Figure 1. Frequency from 2/2004 to 2/2008
Figure 2. Frequency from 4/2005 to 2/2008
Every once in a while, I get the inclination to try to do a little math. It’s a dangerous endeavor, but sometimes I can’t help myself. But before I get ahead of myself, I should give a little back ground.
Sometimes you learn a word and all of the sudden you see it everywhere. The nagging question is, was is always being used and you just glossed over it, or is there a change in the frequency of its use? You discovered the word precisely because it was starting to be used for more often.
Not too long ago, I found the word “awesomeness” entering my general vocabulary to signify great approval. Awesomeness feels fresh, a slight tweak on the new vintage “awesome” from the 80s, a personally influential era. However, in the past week, I’ve seen the word Awesomeness appear in a lot of places, from friends and strangers alike. I started thinking if the word has gaining traction in the public at large, so last weekend I started the quest to figure out ways to capture the growing use of the word.
Word frequency counts is nothing new. Media studies have been doing this type of research in newspaper and magazines for decades. However, it is becoming much more democratic, mostly because of the decreasing cost of computing and the related increase span of the web, which has been collecting data much easier. I decided to use the blogosphere because it seems like a pretty good proxy for general language usage. As well, the Google blog search feature allows you do set the dates for your search. Of course there are drawbacks to uses the word count of Goggle, including that the blogosphere is a obviously a subset of general usage and also because I have no idea how Goggle tracking and tallying the blogs it is indexing.

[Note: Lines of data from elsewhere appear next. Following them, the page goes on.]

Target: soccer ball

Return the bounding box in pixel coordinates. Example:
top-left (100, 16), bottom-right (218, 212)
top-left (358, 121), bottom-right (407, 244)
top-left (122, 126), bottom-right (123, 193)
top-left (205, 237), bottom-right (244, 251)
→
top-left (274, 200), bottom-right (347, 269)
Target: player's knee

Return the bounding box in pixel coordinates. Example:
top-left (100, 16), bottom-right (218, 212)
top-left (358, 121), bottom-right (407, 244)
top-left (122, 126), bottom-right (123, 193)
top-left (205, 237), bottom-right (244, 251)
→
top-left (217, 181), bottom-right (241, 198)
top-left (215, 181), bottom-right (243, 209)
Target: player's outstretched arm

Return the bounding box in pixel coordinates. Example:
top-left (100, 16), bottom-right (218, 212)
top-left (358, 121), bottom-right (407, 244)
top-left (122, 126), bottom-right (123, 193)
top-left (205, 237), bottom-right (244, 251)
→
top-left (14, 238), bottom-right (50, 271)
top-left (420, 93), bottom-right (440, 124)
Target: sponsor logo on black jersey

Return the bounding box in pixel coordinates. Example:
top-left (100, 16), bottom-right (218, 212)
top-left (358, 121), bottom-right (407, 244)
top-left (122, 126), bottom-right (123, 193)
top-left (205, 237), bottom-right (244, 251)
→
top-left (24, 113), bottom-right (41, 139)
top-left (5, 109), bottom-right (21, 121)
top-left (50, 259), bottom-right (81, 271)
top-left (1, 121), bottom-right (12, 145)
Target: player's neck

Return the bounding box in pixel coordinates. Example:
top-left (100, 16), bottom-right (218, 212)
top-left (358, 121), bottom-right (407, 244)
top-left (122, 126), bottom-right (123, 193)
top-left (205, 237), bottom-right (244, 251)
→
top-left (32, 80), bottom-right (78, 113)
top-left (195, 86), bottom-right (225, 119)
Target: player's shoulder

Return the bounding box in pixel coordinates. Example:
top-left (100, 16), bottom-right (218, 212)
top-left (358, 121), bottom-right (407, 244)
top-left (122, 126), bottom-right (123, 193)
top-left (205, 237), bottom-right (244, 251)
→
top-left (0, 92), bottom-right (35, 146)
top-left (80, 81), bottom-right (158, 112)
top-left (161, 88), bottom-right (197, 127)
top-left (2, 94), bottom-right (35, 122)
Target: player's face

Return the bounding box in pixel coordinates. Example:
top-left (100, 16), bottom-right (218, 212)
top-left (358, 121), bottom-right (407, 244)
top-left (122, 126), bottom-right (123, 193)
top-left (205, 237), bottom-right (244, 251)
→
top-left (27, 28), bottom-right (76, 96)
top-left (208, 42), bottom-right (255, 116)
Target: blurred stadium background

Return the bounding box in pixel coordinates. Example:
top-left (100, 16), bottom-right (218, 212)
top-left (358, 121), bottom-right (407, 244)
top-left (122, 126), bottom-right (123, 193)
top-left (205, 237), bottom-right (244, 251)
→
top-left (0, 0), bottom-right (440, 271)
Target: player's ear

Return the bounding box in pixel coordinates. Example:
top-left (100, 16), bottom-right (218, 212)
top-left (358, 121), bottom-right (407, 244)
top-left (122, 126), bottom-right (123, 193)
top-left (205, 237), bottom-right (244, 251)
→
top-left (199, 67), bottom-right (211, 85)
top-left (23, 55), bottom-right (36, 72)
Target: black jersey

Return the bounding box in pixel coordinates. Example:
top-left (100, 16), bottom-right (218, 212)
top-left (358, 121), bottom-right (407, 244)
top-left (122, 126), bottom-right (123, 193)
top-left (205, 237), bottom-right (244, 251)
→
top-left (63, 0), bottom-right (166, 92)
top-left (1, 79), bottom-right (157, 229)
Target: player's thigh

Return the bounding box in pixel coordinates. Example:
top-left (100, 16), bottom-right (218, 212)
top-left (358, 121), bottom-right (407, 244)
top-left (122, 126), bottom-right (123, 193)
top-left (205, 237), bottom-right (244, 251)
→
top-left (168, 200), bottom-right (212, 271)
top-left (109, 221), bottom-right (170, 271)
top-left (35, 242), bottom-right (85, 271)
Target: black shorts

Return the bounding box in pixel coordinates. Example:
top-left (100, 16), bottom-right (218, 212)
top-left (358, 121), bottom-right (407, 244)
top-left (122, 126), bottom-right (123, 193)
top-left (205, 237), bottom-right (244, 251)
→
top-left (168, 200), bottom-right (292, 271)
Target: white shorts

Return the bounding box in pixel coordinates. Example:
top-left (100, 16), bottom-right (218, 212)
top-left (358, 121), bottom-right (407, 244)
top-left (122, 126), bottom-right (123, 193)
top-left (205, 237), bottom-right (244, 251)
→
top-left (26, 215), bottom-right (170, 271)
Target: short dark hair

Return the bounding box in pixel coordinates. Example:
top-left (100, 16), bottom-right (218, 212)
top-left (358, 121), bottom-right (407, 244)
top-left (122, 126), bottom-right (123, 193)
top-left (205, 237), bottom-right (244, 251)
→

Nevertheless, I can live with the approximation, given that the only cost for retrieving the data is bandwidth and time.
I searched for “awesome,” “awesomeness,” and “are” for each month from February 2004 to February 2008.
The word “are” was used as a control of sorts. Because the blogosphere itself it constantly growing, the number of times a word appears in a given month is expected to increase. Using an often used word such as “are” can be a proxy of the overall growth of the blogosphere. One could not expect the rate of the word “are” to fluctuate greater from month to month. Any true increase of the word usage would have to outpace the growth rate of “are.”
I also tracked the usage of the root word “awesome” for a couple of reasons. Sometimes search engines clump different variations of the same root word together in its search results. I wanted to check to see that “awesomeness” wasn’t being put together with “awesome.” The two are also an interesting comparison. If both increased at similar rates, then maybe what I am seeing is just an overall revival of 80s idioms. However, if “awesomeness” is also increasing at a great rate than “awesome” my original suspicions would be validated.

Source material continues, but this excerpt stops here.